Après deux longues heures de marche depuis mon petit village elfique, j'arrive enfin devant la réserve dont j'ai tant entendu parler, et mon coeur bondit dans ma poitrine. Je vois toutes sortes de bêtes, des plus classiques chevaux aux plus magnifiques griffons qui volent dans le ciel. Je n'ai pas assez d'yeux pour enregistrer tout en même temps. Je remarque alors un vieil elfe barbu qui m'observe avec des yeux qui pétillent de rire. Je me sens rougir, je dois avoir l'air d'une gamine qui ouvre des cadeaux un soir de fête, mais j'avance vers lui.
"-Eh bien, jeune femme, vous avez besoin d'aide?
-Je n'ai pas un sou sur moi, mais je voudrais une monture loyale, aimante, et qui rappelle mes origines...
-Lycanes je présume?"
J'écarquille les yeux.
"-Comment le savez-vous?
-Je le sens, dit le vieil homme en tapotant son nez. Très bien, je vous ce qu'il vous faut. Suivez-moi je vous prie."

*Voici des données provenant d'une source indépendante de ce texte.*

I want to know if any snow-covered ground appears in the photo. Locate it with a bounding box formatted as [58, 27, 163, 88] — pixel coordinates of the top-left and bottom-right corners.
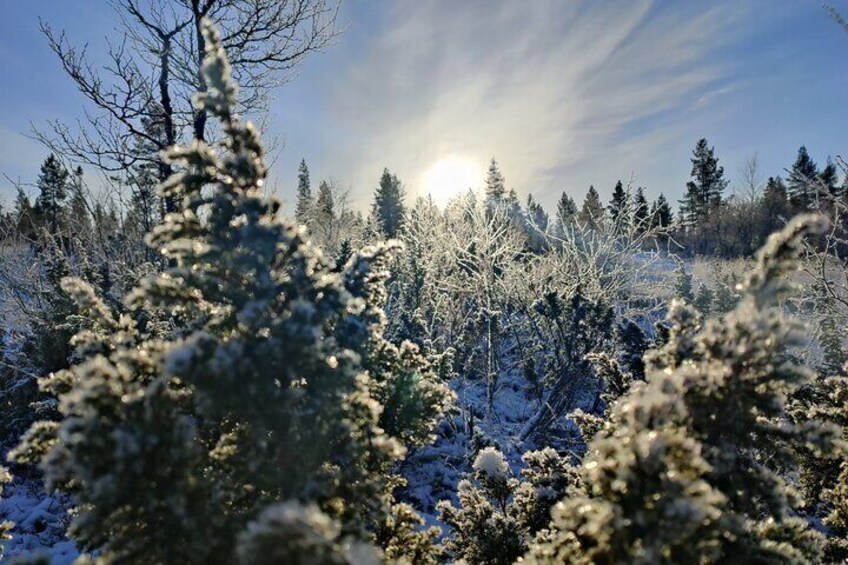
[0, 478, 79, 565]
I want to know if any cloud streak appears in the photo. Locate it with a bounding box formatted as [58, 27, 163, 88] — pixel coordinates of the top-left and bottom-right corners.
[322, 0, 738, 207]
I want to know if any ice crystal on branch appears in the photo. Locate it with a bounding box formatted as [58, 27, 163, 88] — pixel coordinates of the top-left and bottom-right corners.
[17, 18, 450, 563]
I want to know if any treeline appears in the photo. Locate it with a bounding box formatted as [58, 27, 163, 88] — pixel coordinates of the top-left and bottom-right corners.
[2, 25, 848, 565]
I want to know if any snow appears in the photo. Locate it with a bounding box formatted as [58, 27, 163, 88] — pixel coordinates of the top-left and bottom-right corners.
[0, 477, 79, 565]
[473, 447, 509, 480]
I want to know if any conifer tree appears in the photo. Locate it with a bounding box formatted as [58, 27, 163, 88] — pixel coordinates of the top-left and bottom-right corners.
[500, 188, 529, 219]
[294, 159, 313, 224]
[35, 153, 69, 235]
[633, 186, 648, 232]
[786, 145, 819, 212]
[67, 167, 91, 238]
[486, 157, 506, 207]
[607, 181, 629, 223]
[651, 194, 674, 229]
[526, 216, 836, 563]
[577, 186, 604, 229]
[556, 192, 577, 230]
[13, 23, 449, 563]
[680, 138, 729, 226]
[12, 188, 35, 239]
[816, 158, 841, 201]
[315, 180, 336, 220]
[527, 194, 550, 232]
[371, 169, 406, 239]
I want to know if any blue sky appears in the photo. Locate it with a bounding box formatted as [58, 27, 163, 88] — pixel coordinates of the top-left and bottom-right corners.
[0, 0, 848, 212]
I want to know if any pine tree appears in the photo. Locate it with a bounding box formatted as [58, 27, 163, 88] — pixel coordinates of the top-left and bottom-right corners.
[34, 153, 69, 235]
[556, 192, 577, 232]
[816, 157, 841, 202]
[651, 194, 674, 229]
[12, 188, 35, 239]
[527, 194, 550, 232]
[13, 23, 450, 563]
[486, 157, 506, 208]
[67, 167, 92, 239]
[633, 186, 648, 232]
[786, 145, 819, 212]
[680, 138, 729, 226]
[526, 216, 835, 563]
[315, 180, 336, 219]
[607, 181, 629, 223]
[371, 169, 406, 239]
[294, 159, 313, 224]
[674, 261, 695, 303]
[577, 186, 604, 229]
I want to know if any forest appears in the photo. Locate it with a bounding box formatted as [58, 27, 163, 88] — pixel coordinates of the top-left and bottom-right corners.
[0, 0, 848, 565]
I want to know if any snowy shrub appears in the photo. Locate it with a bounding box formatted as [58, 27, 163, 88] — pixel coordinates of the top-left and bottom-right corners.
[14, 22, 449, 563]
[527, 216, 836, 563]
[236, 502, 380, 565]
[438, 447, 577, 565]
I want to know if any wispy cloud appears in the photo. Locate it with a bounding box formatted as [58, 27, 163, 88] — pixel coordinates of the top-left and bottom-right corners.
[326, 0, 756, 207]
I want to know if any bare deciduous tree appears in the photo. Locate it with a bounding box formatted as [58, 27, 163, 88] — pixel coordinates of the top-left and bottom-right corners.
[34, 0, 339, 208]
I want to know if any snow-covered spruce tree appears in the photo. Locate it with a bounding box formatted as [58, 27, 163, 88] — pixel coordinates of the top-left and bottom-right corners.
[789, 377, 848, 563]
[526, 216, 838, 563]
[14, 20, 448, 563]
[438, 447, 578, 565]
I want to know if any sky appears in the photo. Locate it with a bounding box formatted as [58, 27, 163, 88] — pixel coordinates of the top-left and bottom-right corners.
[0, 0, 848, 214]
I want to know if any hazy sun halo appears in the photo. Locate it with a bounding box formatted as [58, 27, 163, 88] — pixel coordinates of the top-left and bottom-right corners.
[424, 155, 483, 204]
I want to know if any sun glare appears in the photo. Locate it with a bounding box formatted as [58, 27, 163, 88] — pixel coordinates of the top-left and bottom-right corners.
[424, 155, 483, 204]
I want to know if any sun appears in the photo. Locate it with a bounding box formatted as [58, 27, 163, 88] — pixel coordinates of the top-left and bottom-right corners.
[424, 155, 483, 204]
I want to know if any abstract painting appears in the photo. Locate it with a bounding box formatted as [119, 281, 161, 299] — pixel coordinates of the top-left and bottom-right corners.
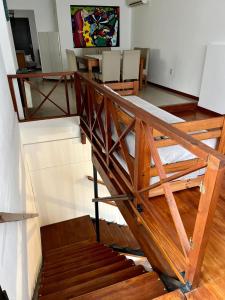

Ce que je fais sans hésiter. Il m'amène devant un enclos où rôdent de gigantesques loups au regard scrutateur et méfiant. J'avale difficilement ma salive, redresse mes épaules, sors ma dague, pénètre à l'intérieur des terres de ces bêtes et regarde aux alentours. Les Fenrirs sont magnifiques mais je n'ai de déclic avec aucun d'eux. Je m'avance plus profondément dans leur territoire, à l'affut d'un signe, d'un geste, qui trahierai mon futur compagnon de route.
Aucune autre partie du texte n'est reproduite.